Retailers have confirmed to Environment Secretary Owen Paterson that they expect the majority of their tests on processed beef products to be completed by Friday.
Retailers and the British Retail Consortium (BRC) met Paterson for the first time since test results covering 65% of the targeted products were published Friday.
Speaking after the meeting, the BRC also said that retailers are doing all they can to engage with consumers on the issue and establish the extent and causes of failures in the supply chain.
The last report said five brands tested positive for horse meat against the Food Standards Agency's threshold. These are the five own brand products that have already been notified to the FSA and withdrawn from sale over the same period.
Failures in the supply chains of supermarkets were highlighted by farming groups like the National Beef Association.
"The squeezing of their suppliers margins and the relentless search for profit through buying cheaper product is the reason horsemeat is in their products" the association said.
"The supermarkets spend millions on creating and protecting their brand but what is behind that brand is reflected in their own brand economy burgers. They are brands are funded by the exploitation of the consumer and the supplier.
"Supermarket own brands contained horsemeat and as such it is their name on the packet and their responsibility to be sure what is in the product. They cannot blame anyone other than their own buying policies for their failure to supply their consumers with what it says on the label."

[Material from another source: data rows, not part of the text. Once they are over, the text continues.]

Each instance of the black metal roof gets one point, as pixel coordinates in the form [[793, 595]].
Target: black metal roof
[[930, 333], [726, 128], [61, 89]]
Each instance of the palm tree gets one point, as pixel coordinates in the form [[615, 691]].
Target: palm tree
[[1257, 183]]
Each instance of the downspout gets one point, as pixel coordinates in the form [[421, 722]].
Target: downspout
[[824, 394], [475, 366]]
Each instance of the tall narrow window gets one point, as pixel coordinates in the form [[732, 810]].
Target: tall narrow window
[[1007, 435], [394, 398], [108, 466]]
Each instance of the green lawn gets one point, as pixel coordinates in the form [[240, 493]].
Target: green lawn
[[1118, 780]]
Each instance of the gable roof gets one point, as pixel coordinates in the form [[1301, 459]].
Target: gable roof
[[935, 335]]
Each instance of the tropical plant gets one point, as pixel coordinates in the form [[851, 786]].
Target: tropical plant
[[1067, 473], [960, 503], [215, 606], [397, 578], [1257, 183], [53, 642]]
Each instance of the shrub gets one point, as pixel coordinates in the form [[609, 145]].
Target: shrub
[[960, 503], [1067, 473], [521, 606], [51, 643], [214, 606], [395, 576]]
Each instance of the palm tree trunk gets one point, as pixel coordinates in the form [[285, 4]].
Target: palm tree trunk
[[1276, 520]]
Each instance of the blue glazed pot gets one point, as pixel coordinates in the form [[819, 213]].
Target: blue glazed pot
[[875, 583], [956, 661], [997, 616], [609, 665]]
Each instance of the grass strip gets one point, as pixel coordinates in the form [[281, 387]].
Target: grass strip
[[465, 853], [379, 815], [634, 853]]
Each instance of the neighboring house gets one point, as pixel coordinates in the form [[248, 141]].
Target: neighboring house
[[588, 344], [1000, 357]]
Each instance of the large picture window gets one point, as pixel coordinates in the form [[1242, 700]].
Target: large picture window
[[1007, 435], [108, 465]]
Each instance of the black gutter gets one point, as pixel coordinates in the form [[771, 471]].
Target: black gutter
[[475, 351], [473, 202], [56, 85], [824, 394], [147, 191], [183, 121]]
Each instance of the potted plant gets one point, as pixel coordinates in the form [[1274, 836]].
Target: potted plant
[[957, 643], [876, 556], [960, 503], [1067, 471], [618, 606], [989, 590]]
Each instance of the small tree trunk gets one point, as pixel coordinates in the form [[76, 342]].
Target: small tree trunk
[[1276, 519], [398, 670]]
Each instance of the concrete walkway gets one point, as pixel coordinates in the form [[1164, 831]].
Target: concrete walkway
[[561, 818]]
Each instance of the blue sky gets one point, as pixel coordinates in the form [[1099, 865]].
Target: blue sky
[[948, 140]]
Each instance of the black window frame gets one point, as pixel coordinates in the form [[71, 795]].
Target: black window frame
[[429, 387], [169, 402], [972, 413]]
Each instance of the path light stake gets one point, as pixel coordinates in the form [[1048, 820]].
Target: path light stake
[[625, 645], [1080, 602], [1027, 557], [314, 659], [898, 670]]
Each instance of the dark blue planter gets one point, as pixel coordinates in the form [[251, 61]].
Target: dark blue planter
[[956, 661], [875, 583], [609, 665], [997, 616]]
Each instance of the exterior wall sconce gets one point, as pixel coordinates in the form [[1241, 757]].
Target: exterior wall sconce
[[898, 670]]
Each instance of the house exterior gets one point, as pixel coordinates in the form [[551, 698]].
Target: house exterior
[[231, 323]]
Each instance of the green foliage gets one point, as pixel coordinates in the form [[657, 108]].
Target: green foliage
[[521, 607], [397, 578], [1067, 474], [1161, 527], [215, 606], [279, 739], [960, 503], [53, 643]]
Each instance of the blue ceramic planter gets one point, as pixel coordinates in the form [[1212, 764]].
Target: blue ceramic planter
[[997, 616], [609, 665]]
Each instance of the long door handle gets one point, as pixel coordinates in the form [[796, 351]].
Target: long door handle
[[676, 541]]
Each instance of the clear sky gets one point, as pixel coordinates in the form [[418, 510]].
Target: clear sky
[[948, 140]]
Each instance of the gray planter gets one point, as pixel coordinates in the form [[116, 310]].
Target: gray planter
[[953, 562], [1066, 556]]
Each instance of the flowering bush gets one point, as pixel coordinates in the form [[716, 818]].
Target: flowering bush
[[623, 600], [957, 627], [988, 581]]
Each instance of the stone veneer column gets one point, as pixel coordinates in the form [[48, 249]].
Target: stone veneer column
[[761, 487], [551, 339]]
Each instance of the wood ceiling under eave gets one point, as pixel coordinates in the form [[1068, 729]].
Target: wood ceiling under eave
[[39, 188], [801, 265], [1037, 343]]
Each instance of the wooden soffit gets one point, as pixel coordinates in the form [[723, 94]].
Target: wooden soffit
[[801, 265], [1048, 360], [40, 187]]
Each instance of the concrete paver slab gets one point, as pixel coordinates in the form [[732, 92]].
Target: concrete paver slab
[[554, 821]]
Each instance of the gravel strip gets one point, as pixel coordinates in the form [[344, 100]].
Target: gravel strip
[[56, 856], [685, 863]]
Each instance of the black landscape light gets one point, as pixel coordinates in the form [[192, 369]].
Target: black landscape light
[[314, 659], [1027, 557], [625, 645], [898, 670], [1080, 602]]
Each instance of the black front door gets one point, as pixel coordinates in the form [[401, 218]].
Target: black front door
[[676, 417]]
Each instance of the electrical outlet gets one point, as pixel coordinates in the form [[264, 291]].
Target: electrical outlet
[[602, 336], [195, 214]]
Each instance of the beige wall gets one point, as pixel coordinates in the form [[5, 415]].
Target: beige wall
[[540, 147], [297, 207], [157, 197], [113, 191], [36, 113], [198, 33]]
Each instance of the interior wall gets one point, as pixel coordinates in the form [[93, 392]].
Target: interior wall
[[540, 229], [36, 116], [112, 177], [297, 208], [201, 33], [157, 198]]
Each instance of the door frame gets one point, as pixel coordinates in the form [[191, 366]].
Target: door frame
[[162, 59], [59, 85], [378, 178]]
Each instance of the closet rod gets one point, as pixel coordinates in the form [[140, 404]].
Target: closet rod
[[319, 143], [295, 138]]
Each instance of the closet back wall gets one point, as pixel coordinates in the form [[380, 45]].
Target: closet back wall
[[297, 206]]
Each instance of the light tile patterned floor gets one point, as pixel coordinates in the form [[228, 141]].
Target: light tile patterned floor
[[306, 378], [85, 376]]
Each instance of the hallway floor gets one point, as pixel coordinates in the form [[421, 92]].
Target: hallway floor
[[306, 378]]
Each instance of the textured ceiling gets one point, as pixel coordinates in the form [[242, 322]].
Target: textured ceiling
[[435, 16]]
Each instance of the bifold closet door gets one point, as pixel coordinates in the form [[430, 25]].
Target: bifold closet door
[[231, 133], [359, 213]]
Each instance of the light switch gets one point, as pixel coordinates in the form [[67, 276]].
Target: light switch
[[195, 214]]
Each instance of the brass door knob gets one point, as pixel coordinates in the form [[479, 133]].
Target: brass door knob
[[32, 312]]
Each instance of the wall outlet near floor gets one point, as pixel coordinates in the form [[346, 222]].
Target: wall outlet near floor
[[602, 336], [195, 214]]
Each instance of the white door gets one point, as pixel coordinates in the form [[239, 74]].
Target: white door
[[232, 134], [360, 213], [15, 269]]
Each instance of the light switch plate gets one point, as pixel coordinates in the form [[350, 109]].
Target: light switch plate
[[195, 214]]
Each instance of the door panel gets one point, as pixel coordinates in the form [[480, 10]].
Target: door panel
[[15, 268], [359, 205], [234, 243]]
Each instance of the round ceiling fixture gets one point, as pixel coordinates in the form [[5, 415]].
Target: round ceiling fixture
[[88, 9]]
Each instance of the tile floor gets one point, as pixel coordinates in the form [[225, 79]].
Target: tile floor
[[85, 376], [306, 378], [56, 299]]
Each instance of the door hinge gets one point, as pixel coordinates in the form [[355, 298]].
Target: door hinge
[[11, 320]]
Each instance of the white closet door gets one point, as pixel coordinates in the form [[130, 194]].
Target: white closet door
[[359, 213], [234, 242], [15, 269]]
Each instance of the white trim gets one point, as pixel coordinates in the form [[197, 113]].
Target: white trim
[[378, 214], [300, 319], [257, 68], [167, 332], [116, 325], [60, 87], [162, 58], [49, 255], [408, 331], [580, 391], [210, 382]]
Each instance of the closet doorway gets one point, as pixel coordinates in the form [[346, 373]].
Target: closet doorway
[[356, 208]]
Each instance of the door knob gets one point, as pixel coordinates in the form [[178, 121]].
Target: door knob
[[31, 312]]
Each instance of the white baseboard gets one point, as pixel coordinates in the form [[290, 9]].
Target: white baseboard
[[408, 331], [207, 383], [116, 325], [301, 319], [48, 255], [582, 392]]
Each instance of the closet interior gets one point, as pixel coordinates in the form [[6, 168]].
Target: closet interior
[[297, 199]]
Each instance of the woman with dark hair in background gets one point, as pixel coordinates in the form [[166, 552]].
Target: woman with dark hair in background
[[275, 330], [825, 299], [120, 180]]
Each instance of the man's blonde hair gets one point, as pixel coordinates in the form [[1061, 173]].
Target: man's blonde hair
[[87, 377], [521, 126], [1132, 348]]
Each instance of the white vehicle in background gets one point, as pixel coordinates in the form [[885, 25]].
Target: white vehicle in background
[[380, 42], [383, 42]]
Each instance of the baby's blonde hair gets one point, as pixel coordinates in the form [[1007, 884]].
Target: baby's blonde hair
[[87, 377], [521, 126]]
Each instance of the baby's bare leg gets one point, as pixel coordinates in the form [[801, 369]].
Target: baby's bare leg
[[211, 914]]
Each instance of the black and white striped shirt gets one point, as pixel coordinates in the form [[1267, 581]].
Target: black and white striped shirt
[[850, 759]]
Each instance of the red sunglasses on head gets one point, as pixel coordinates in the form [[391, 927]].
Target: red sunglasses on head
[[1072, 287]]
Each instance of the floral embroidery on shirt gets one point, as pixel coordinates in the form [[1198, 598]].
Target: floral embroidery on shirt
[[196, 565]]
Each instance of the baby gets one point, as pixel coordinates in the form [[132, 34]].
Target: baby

British Retail Consortium Director General Helen Dickinson said: "Test results have continued to come in over the weekend. The labs are working flat out and our members are confident that the vast majority of testing will be completed by Friday.
"We were very pleased that the Secretary of State recognised the hard work of retailers in progressing their testing programmes so quickly.
"Retailers take their responsibilities very seriously and are doing everything they can to maintain consumer confidence and increase surveillance.
Farming groups have blamed retailers who 'habitually drive down meat prices' below the cost of production causing a lapse in quality or an adulterated content of the product.
"Where on earth do they think this cheap euromeat is coming from?" demanded Richard Longthorp, chairman of the NPA.
"If you consistently buy something below the price at which it can be produced, you must know that corners have been cut in quality, or safety, or legality, or all three."
NPA general manager Dr Zoe Davies said: "even though cheap imported europork hasn't been implicated in the Horsegate scandal, the price that British pig farmers get for their safe, high-quality product plummeted by an unprecedented 3p a kilo on Friday."
"Our pig farmers are already making a loss as supermarkets import increasing quantities of cheap pork from the continent and for some this latest blow may well be the straw that breaks the camel’s back."
"But that’s not good enough for some of our largest retailers. They have to buy cheap-cheap-cheap, and that is what has landed the High Street in its current fear and confusion."
Over 90 percent of British pork is independently audited through the Red Tractor assurance scheme along its entire production process, from the feed that the pigs eat, to the way they are housed and cared for, to the way they are electronically-tracked to meat plants, and to the way the meat is processed, packed and labeled.
"Shoppers can no longer trust many supermarkets but they can trust British meat."
But Dickinson said: "Members are meeting every day with the Food Standards Agency and working around the clock to understand what has happened and act on lessons learned.
"Our top priority is to continue to engage with our customers and reassure them that we have effective solutions to the issues that have come to light. Retailers are using every available channel for direct dialogue with their customers, from social and traditional media to answering questions in-store.
"It's clear that there will be things that need to change for the future as a result of these incidents. Retailers are scrutinising their systems and processes, alongside intelligence gathering and sharing to identify practical improvements that will turn the lessons learned into action."